Land cleared for planting as world demand rockets
The dry, yellowing fields stretch out to the horizon, past shiny new silos, their polished tin gleaming in the noon sunshine. Beside freshly hoed fields stand new tractors and ploughs. This is the Amazon, a vast lung producing 20% of the earth’s oxygen, and home to 30% of all plant and animal species. It is so immense that it would swallow Europe in full and three more Englands besides. The rainforest is shrinking at a rate that is staggering environmentalists. Around 25,000 sq km (10,000 sq miles) disappeared last year – an area about the size of Belgium. Huge swaths of the land are being transformed not only by illegal logging companies and cattle ranchers, but also by a newer invader, the soya bean. For many the extraordinary expansion of this bean – used not only for its oil and food for humans but also as feed for cattle – is the new front in the battle for the Amazon.
Cargill, the US food giant, has spotted the potential and built a vast soya terminal on a river bank in the town. The company is being challenged by the Brazilian government’s environment agency, which is concerned that the terminal was built without an environmental impact report; but the evidence points to an escalation in development all around.

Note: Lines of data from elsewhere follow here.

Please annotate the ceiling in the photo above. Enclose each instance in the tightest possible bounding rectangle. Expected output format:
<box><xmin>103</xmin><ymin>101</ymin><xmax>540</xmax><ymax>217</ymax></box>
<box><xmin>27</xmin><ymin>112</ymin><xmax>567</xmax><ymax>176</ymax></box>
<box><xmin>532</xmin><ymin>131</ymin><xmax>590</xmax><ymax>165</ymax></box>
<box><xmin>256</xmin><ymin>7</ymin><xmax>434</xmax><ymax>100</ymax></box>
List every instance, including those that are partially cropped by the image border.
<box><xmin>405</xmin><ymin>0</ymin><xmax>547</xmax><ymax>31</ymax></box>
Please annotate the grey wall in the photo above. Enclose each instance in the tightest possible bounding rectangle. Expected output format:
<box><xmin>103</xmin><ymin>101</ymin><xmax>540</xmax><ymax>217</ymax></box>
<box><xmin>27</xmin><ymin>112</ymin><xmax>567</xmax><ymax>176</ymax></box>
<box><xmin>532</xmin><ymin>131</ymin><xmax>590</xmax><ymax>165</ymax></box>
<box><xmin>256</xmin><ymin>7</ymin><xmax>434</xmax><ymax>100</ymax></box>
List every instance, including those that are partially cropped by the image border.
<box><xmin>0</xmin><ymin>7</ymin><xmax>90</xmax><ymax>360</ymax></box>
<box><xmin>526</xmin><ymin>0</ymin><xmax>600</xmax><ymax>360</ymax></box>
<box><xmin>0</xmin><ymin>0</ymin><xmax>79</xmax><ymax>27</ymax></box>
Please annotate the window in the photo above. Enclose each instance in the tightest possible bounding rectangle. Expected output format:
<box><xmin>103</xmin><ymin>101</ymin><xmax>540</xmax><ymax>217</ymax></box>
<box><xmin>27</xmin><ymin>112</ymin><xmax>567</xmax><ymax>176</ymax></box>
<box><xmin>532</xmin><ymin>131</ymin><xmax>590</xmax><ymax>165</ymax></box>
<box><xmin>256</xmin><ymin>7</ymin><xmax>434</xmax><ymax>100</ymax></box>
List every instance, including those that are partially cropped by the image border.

Cristovan Sena, a government forestry engineer, said: “Native primary forest is being destroyed at a much faster rate than was achieved by the loggers. In our region we will soon see the irreversible substitution of the rainforest by a landscape of grains… Saying that growers will respect the 20% limit is nonsense. You just have to look at what is being done now to see they don’t respect legal reserves.” The soya growers are following the loggers into land that was forested, and there have been cases of small farmers suffering threats or actual violence when they refuse to sell.